Note: unsigned arithmetic never overflows, and behaves as "modulo 2^n". Signed arithmetic overflows with undefined behavior.

Yes, the behavior of both of your examples is the same. See C99 6.2.5 §9 :
A computation involving unsigned operands can never overflow,
because a result that cannot be represented by the resulting unsigned integer type is
reduced modulo the number that is one greater than the largest value that can be
represented by the resulting type.

unsigned char c = UCHAR_MAX;
c++;
Basically yes, there is no overflow, but not because c is of an unsigned type. There is a hidden promotion of c to int here and an integer conversion from int to unsigned char and it is perfectly defined.
For example,
signed char c = SCHAR_MAX;
c++;
is also not undefined behavior, because it is actually equivalent to:
c = (int) c + 1;
and the conversion from int to signed char is implementation-defined here (see c99, 6.3.1.3p3 on integer conversions). To simplify CHAR_BIT == 8 is assumed.
For more information on the example above, I suggest to read this post:
"The Little C Function From Hell"
http://blog.regehr.org/archives/482

Very probably yes, but the reasons for it in this case are actually fairly complicated.
unsigned char i = 255;
i++;
The i++ is equivalent to i = i + 1.
(Well, almost. i++ yields the value of i before it was incremented, so it's really equivalent to (tmp=i; i = i + 1; tmp). But since the result is discarded in this case, that doesn't raise any additional issues.)
Since unsigned char is a narrow type, an unsigned char operand to the + operator is promoted to int (assuming int can hold all possible values in the range of unsigned char). So if i == 255, and UCHAR_MAX == 255, then the result of the addition is 256, and is of type (signed) int.
The assignment implicitly converts the value 256 from int back to unsigned char. Conversion to an unsigned type is well defined; the result is reduced modulo MAX+1, where MAX is the maximum value of the target unsigned type.
If i were declared as an unsigned int:
unsigned int i = UINT_MAX;
i++;
there would be no type conversion, but the semantics of the + operator for unsigned types also specify reduction module MAX+1.
Keep in mind that the value assigned to i is mathematically equivalent to (i+1) % UCHAR_MAX. UCHAR_MAX is usually 255, and is guaranteed to be at least 255, but it can legally be bigger.
There could be an exotic system on which UCHAR_MAX is too be to be stored in a signed int object. This would require UCHAR_MAX > INT_MAX, which means the system would have to have at least 16-bit bytes. On such a system, the promotion would be from unsigned char to unsigned int. The final result would be the same. You're not likely to encounter such a system. I think there are C implementations for some DSPs that have bytes bigger than 8 bits. The number of bits in a byte is specified by CHAR_BIT, defined in <limits.h>.
CHAR_BIT > 8 does not necessarily imply UCHAR_MAX > INT_MAX. For example, you could have CHAR_BIT == 16 and sizeof (int) == 2 i.e., 16-bit bytes and 32 bit ints).
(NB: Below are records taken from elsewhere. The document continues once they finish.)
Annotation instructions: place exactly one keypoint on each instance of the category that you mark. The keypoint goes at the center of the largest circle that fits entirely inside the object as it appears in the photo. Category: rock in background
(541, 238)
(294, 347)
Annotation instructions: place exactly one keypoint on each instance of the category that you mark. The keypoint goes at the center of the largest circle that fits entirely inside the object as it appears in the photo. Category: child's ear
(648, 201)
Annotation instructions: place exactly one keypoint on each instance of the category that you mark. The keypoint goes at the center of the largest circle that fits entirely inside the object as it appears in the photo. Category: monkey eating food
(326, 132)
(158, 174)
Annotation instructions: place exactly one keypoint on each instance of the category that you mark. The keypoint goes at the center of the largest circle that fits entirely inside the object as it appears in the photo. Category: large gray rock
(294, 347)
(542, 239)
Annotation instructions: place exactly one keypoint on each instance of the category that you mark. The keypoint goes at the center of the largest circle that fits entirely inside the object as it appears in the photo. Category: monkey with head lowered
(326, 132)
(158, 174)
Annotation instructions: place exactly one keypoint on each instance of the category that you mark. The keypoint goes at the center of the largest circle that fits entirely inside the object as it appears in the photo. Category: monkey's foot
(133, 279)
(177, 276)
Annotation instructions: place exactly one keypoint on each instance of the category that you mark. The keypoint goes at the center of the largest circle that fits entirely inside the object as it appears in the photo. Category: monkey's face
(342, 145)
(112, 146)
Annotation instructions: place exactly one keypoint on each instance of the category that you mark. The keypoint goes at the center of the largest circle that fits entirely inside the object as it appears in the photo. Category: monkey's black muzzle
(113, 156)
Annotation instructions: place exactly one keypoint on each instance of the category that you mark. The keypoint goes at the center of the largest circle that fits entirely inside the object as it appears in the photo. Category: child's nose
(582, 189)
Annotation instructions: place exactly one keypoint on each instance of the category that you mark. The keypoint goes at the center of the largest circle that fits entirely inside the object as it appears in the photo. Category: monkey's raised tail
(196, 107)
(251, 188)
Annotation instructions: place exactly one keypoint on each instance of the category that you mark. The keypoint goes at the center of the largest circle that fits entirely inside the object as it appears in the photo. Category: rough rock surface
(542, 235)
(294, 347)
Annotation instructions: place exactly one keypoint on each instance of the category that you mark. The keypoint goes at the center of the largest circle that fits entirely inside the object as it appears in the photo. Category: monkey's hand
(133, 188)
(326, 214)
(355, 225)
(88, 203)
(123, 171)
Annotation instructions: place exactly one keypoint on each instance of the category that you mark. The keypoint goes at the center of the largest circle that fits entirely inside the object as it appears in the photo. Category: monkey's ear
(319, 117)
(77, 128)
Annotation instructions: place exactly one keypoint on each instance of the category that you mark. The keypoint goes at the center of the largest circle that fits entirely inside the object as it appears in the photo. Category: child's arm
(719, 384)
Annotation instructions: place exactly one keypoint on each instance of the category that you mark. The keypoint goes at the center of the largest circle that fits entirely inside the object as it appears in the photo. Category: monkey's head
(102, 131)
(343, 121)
There's another alternative that hasn't been mentioned, if you don't want to use another data type.
unsigned int i;
// ...
i = (i+1) & 0xFF; // 0xFF == 255
This works because the modulo element == 2^n, meaning the range will be [0, 2^n-1] and thus a bitmask will easily keep the value within your desired range. It's possible this method would not be much or any less efficient than the unsigned char/uint8_t version, either, depending on what magic your compiler does behind the scenes and how the targeted system handles non-word loads (for example, some RISC architectures require additional operations to load non-word-size values). This also assumes that your compiler won't detect the usage of power-of-two modulo arithmetic on unsigned values and substitute a bitmask for you, of course, as in cases like that the modulo usage would have greater semantic value (though using that as the basis for your decision is not exactly portable, of course).
An advantage of this method is that you can use it for powers of two that are not also the size of a data type, e.g.
i = (i+1) & 0x1FF; // i %= 512
i = (i+1) & 0x3FF; // i %= 1024
// etc.

This should work fine because it should just overflow back to 0. As was pointed out in a comment on a different answer, you should only do this when the value is unsigned, as you may get undefined behavior with a signed value.
It is probably best to leave this using modulo, however, because the code will be better understood by other people maintaining the code, and a smart compiler may be doing this optimization anyway, which may make it pointless in the first place. Besides, the performance difference will probably be so small that it wouldn't matter in the first place.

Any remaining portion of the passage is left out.